Just a note about turning traps on/off: In the /etc/profile example, trap "" 1 2 3 says: "Do nothing for signals 1 2 3 (also known as SIGHUP SIGINT SIGQUIT) if they occur during this script's execution."
Now, if you leave off the last line (trap 1 2 3) which reenables the traps to normal behavior, things will seem OK unless your session is aborted with a hangup (disconnect). Now your shell can't respond as it was told to ignore SIGHUP so it runs in a loop forever as there is controlling tty.
In your .profile, you can also disable traps the same way. And if you take an early exit from .profile, you will be returned to the login/password prompt.
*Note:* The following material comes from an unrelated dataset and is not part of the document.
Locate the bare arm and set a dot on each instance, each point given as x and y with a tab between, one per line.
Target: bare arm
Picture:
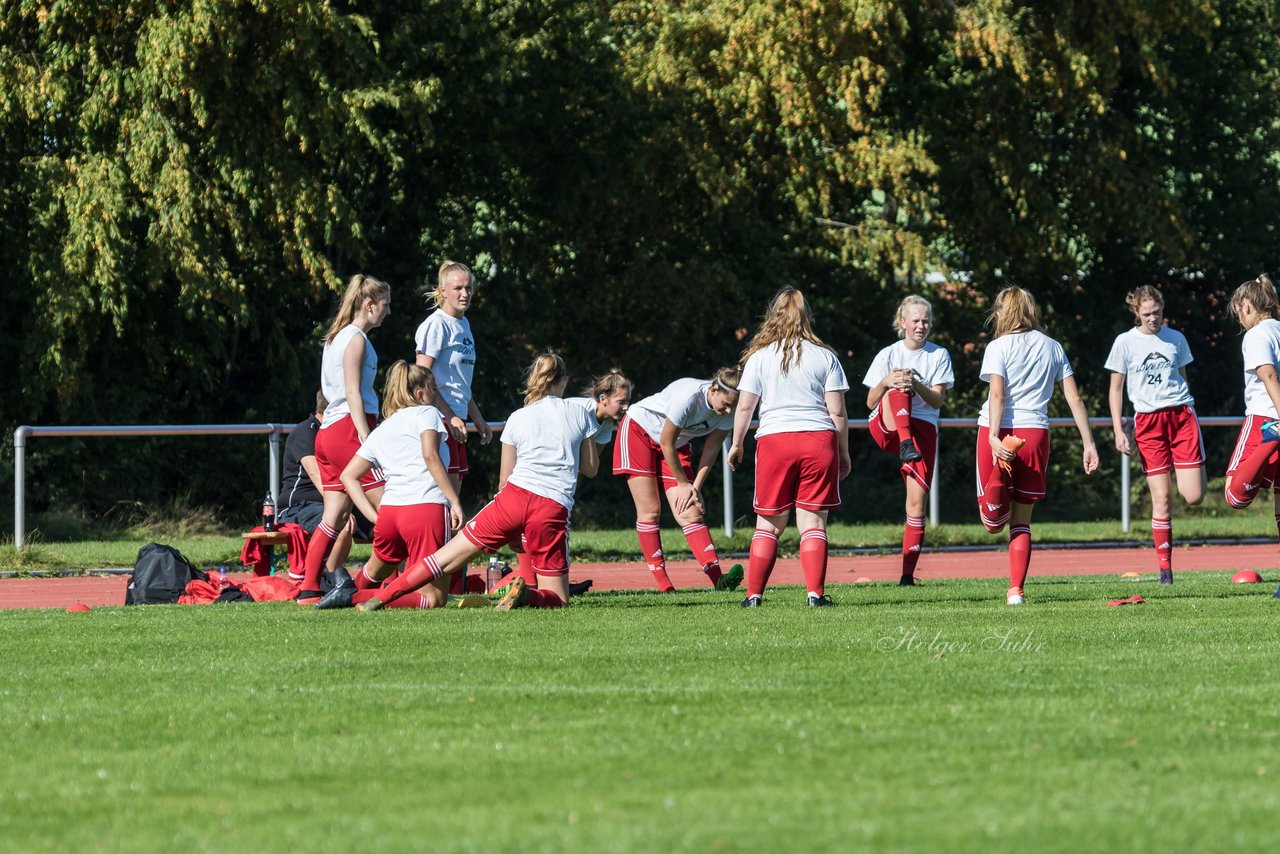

However, if you run another script from .profile, you are no longer in your logoin shell, but a subshell so when you exit, you return back to your parent shell.
A solution is to run your script in the parent shell. This is done with 'sourcing' your script using the . (dot) command. Instead of running your script in .profile with just the script's filename, put a dot space in front of it as in:
. /usr/contrib/bin/myscript
This tells the shell to read each line as if it was typed in at the keyboard. Now an exit in myscript will tell the login shell to exit.
All of this assumes standard /usr/bin/sh (the POSIX shell). If your users insist on using strange shells (like csh) then you'll have to become familiar with their login process(like /etc/csh.login) and how to handle traps in those shells.